VİZE SERBESTİSİ İÇİN YENİDEN UMUT VAR MI?
Avrupa Parlamentosu raporunda, Türkiye'nin vize serbestisi sürecinde son altı kriteri yerine getirme konusunda uzun zamandır bir ilerleme göstermediği ifade edilirken, AP'nin bu kriterlerin tamamlanması halinde süreci başlatmaya hazır olduğu şu sözlerle belirtildi:
“Avrupa Parlamentosu, bekleyen altı kriterin eksiksiz şekilde karşılanması durumunda, tüm AB üye devletlerine karşı ayrım gözetmeksizin vize serbestisi sürecini başlatma isteğini sürdürmektedir.”
TÜRKİYE-AB ÜYELİK SÜRECİ DONMUŞ DURUMDA: RAPORDA NET MESAJ
Avrupa Parlamentosu’nun (AP) Türkiye raporunda, Türkiye ile Avrupa Birliği (AB) arasındaki üyelik müzakerelerinin mevcut koşullar altında yeniden başlatılamayacağı açıkça ifade edildi. Türkiye'nin AB üyelik süreci, 2018 yılından bu yana AB Konseyi kararları doğrultusunda askıya alınmış durumda.
DEMOKRATİK GERİLEME VE HUKUKUN ÜSTÜNLÜĞÜ VURGUSU
Raporda, üyelik sürecinin ilerleyememesinin başlıca nedenleri arasında Türkiye’de demokratik standartlardan uzaklaşılması, hukukun üstünlüğünün zedelenmesi ve AB değerlerine olan bağlılığın sorgulanması yer aldı.
Metinde şu ifadelere yer verildi:
“Türkiye'nin AB'ye katılım süreci mevcut şartlarda yeniden başlatılamaz. Bunun yerine, Türk hükümeti ile AB kurumları ve üye devletler, şu anda dondurulmuş olan katılım müzakerelerinin ötesine geçerek daha yakın, dinamik ve stratejik bir ortaklık için çaba göstermelidir.”
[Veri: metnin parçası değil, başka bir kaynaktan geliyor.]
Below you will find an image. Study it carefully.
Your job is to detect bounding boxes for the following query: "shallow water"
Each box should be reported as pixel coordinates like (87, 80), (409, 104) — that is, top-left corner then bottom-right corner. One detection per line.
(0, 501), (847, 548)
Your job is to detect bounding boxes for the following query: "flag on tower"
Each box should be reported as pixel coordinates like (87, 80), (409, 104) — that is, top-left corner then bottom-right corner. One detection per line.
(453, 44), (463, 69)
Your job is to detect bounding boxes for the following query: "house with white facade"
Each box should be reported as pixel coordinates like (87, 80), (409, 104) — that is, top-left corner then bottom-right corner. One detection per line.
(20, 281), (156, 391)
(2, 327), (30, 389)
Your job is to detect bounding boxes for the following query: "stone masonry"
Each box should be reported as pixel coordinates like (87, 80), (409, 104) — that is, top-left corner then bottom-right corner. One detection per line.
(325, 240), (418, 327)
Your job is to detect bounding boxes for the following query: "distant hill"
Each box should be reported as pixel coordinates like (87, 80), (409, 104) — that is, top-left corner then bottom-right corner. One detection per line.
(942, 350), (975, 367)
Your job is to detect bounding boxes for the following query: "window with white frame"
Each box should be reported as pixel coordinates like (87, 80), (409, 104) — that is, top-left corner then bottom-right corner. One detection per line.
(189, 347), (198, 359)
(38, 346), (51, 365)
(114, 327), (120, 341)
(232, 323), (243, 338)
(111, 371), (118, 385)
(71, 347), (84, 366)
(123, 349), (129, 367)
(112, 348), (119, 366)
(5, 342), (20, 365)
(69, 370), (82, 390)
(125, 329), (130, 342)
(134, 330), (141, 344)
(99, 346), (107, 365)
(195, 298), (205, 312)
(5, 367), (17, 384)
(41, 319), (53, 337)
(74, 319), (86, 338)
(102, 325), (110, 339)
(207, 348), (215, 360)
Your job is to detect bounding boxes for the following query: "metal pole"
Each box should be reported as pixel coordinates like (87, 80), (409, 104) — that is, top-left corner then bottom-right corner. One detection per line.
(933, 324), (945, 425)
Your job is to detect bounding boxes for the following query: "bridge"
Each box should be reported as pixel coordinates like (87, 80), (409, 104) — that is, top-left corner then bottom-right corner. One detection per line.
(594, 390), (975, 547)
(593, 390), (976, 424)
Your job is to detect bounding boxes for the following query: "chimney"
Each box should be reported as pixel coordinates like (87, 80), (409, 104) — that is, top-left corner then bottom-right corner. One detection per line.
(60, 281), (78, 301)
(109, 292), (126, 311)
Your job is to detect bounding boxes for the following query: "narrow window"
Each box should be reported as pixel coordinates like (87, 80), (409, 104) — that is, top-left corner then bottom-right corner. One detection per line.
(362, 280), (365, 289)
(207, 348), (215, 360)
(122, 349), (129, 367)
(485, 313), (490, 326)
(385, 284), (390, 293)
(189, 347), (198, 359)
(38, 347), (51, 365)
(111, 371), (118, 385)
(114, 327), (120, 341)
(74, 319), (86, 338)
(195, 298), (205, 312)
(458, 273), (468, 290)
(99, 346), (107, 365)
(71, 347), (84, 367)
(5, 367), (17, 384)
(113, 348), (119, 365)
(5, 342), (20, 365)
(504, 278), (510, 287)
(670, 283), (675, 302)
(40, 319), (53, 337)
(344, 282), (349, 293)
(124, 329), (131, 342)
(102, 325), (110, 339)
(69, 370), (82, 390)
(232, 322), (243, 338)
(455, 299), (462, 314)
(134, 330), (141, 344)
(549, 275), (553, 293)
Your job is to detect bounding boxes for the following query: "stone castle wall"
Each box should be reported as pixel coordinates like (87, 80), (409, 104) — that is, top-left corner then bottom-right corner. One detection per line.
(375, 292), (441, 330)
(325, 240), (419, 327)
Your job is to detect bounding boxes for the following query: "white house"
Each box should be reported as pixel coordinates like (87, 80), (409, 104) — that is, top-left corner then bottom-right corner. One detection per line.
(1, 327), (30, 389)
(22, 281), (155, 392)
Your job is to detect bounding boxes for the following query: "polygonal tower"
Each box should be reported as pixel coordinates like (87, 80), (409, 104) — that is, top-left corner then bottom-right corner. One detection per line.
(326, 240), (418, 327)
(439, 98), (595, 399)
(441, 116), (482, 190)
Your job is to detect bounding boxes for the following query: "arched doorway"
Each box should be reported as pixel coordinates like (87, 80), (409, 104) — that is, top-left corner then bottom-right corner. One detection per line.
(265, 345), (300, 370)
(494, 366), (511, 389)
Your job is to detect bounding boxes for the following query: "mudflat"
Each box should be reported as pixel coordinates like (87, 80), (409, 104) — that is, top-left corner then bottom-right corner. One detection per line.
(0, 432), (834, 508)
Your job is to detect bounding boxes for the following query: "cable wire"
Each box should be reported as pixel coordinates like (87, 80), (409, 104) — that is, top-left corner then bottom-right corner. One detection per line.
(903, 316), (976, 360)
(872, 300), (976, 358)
İŞ BİRLİĞİ SADECE SINIRLI ALANLARDA SÜRÜYOR
AB, Türkiye ile iş birliğinin göç, enerji ve ticaret gibi sınırlı başlıklarda devam ettiğini, ancak bu alanlarda dahi iş birliğinin ciddi zorluklarla karşı karşıya olduğunu vurguluyor. Raporda, Türkiye’nin son dönemde AB üyeliğine yönelik olumlu açıklamalarına rağmen, temel değerler ve normatif çerçevede derin bir uçurumun bulunduğu ifade edildi.
MUHALEFET VE SİVİL TOPLUMA BASKILAR RAPORDA GENİŞ YER BULDU
AP, Türk makamlarına özellikle muhalefet mensupları, insan hakları savunucuları, gazeteciler, avukatlar, akademisyenler ve sivil toplum aktörlerine yönelik baskılara son verilmesi çağrısı yaptı. Raporda şu ifadeye dikkat çekildi:
“Sivil topluma yönelik sistematik baskılar ve cezalandırıcı tutum, demokratik çoğulculuğu ciddi biçimde tehdit etmektedir.”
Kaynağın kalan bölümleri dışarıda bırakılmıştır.